Attention, dans l’article de loi, Il n’est pas dit, qu’est ce qui est précisément « réputé en état d’être en tenu » par l’évocation de l’Assemblée des représentants du peuple ? Le fonctionnement administratif ? Les commissions ? Les consultations ? Les séances plénières ? Il y a flagrance d’une absence de précisions ! En tous les cas, il ne figure pas dans l »article 80 une indication sur une quelconque séance ou session que des députés ont ou n’ont pas à tenir tenir.

■ Pour fermer la parenthèse du gel des activités de l’Assemblée des représentant du peuple ou de prolonger la situation exceptionnelle de l’état du gel, il est prévu dans la constitution que la Cour constitutionnelle devrait jouer le rôle de l’appréciateur de la nouvelle situation après les 30 jours de gel, à la demande du président de l’Assemblée des représentant du peuple. Le président de l’Assemblée des représentant du peuple n’a aucune ouverture qui lui permet d’intervenir dans le cadre du même article 80 en l’absence de la Cour constitutionnelle. Il est « condamné » à subir les effets de l’article sans porte de sortie.
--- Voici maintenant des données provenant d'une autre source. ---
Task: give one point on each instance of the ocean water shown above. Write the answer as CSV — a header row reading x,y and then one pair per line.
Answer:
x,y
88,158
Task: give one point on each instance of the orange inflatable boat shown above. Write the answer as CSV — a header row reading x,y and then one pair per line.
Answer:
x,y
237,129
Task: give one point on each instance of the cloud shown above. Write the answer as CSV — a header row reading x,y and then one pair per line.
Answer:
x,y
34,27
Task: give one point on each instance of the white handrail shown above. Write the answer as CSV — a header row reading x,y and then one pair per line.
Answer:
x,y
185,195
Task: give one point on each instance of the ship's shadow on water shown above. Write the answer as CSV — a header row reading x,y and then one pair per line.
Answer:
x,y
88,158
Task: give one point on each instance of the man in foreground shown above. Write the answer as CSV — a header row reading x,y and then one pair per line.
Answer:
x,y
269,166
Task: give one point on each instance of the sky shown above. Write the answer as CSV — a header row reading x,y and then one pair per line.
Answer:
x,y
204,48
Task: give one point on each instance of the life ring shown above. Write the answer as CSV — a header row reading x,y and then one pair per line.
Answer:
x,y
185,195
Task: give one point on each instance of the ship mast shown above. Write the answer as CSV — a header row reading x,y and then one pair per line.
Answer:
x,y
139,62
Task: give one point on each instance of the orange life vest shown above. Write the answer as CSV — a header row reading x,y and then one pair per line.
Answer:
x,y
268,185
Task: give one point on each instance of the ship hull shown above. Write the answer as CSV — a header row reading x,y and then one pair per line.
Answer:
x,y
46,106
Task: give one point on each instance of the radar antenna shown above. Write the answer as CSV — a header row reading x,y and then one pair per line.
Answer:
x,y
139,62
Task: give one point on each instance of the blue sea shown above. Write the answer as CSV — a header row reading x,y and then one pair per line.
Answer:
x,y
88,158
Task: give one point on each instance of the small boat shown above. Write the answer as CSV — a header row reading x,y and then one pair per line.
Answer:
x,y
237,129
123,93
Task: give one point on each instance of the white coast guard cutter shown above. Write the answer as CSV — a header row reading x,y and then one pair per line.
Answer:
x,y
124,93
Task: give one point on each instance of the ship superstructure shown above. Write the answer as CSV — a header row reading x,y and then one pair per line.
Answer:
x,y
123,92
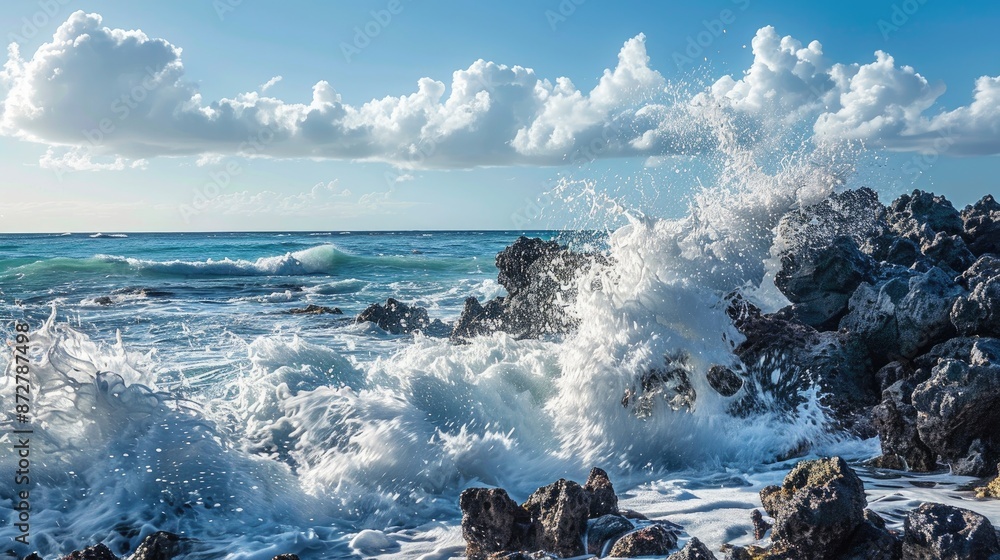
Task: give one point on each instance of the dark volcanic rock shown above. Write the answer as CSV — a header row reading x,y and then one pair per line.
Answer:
x,y
760,527
941,532
982,226
837,361
896,421
603,500
396,317
313,309
958,408
604,530
901,316
693,550
560,511
492,522
817,508
819,282
871,541
96,552
652,540
979,311
161,545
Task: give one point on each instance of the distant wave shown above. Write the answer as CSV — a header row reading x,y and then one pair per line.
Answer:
x,y
321,259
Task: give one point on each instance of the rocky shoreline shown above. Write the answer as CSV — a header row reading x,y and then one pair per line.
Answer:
x,y
817,513
894,313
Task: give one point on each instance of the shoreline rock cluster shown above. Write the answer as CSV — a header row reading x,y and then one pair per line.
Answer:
x,y
895,315
819,512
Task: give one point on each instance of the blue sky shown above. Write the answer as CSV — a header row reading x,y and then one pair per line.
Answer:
x,y
200,133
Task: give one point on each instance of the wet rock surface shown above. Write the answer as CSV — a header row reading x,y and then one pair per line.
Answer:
x,y
938,531
540,278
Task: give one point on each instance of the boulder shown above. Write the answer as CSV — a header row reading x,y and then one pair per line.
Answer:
x,y
161,545
801,355
941,532
606,530
540,279
958,408
816,509
560,512
982,226
904,315
603,500
978,312
819,281
492,522
760,527
313,309
693,550
895,418
652,540
871,541
96,552
397,317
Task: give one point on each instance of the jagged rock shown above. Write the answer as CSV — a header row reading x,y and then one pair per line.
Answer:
x,y
477,319
941,532
819,282
520,555
992,488
693,550
649,541
397,317
978,312
817,507
948,252
161,545
492,522
540,279
837,361
856,214
604,530
899,317
982,226
560,512
895,418
760,527
738,553
724,380
958,408
96,552
313,309
871,541
603,499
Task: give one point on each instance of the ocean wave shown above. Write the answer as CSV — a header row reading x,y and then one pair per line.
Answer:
x,y
320,259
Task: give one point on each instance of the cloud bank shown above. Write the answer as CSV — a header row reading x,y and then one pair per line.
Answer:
x,y
94,92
N’ayant pas de Cour constitutionnelle, aucune institution étatique n’est en mesure, légalement, de décider à sa place où d’apprécier l’éventuelle nécessité de prolonger dans la durée la situation exceptionnelle. Il n’est pas exclu que le président de la république, chef suprême de l’exécutif, organise après consultations et constats, la fermeture de la parenthèse du gel de l’Assemblée des représentants du peuple après s’être assuré que les motifs qui l’ont poussé sont soient éliminés, soient rendus sans effets de nuisance.

Le président de la république est ainsi devenu le maître du jeu dans une situation inédite et sur fond de crises multiples : sanitaire, sociale et politique. Le contrat-engagement sur lequel il a été choisi par ses électeurs au suffrage universel, qui consiste à redresser le pays, par des actions qui créent un contexte qui favorise les créations d’emplois tout en garantissant un fonctionnement démocratique des institutions de l’État. Son atout aux yeux de ses électeurs, est qu’il soit un président sans parti. Pour une grand majorité de la population, les partis politiques font parti des problèmes et non des solutions. Or, c’est en effet l’absence d’un relais ou d’un parti front de sa politique qui l’a fragilisé parmi les membres de l’Assemblée des députés. Comme tout exécutif, le président de la république ne peut pas se contenter de gérer les affaires courantes, d’accepter l’asphyxie des adversaires politiques, en demeurant dans l’attente d’une prochaine élection. Il doit soumettre des lois en engageant sa vision, voulue et souhaitée par la majorité des Tunisiens qui l’ont choisi à 70%.